Because the three companies have identical market shares and have shown they move in concert—raising prices and cutting speeds at the same time. When you see that kind of coordination, litigation that delays new entrants looks less like principle and more like self-preservation.

Inventor

But don't the incumbents have a point about being forced to share their networks?

Model

They do own the infrastructure, but the regulator's answer is straightforward: sharing is not free. New operators pay for access and negotiate terms. It's not expropriation; it's a business transaction. And for the incumbents, it can actually improve returns on underutilized assets.

Inventor

What makes you think new competitors will actually invest if they can just rent network capacity?

Model

Because renting alone won't generate enough revenue to survive. They have to build their own customer base, and to do that they need differentiated offerings and better prices. That requires real investment in service quality and innovation.

Inventor

The incumbents argue they're already investing heavily. Why should they face new competition?

Model

The data says otherwise. Investment in the sector has fallen 7 percent annually over a decade. And prices in Portugal are rising while they fall elsewhere in Europe. That's not a sign of healthy competition; it's a sign the market is broken.

Inventor

How realistic is it for a new entrant to compete against three very strong, established firms?

Model

It's genuinely difficult. But that difficulty is the point. If it were easy, the incumbents wouldn't be fighting so hard to prevent it.

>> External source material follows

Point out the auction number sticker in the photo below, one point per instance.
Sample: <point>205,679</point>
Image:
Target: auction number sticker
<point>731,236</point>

The regulator is betting that even one credible new competitor will force all three to improve their game.

Inventor

What happens to the 10 percent of the population that won't be covered by the auction winners?

Model

The regulator has already proposed to the government that those areas be served through a universal broadband service. It's a recognition that pure market competition won't reach everywhere, and that's acceptable—as long as the competitive market works where it can.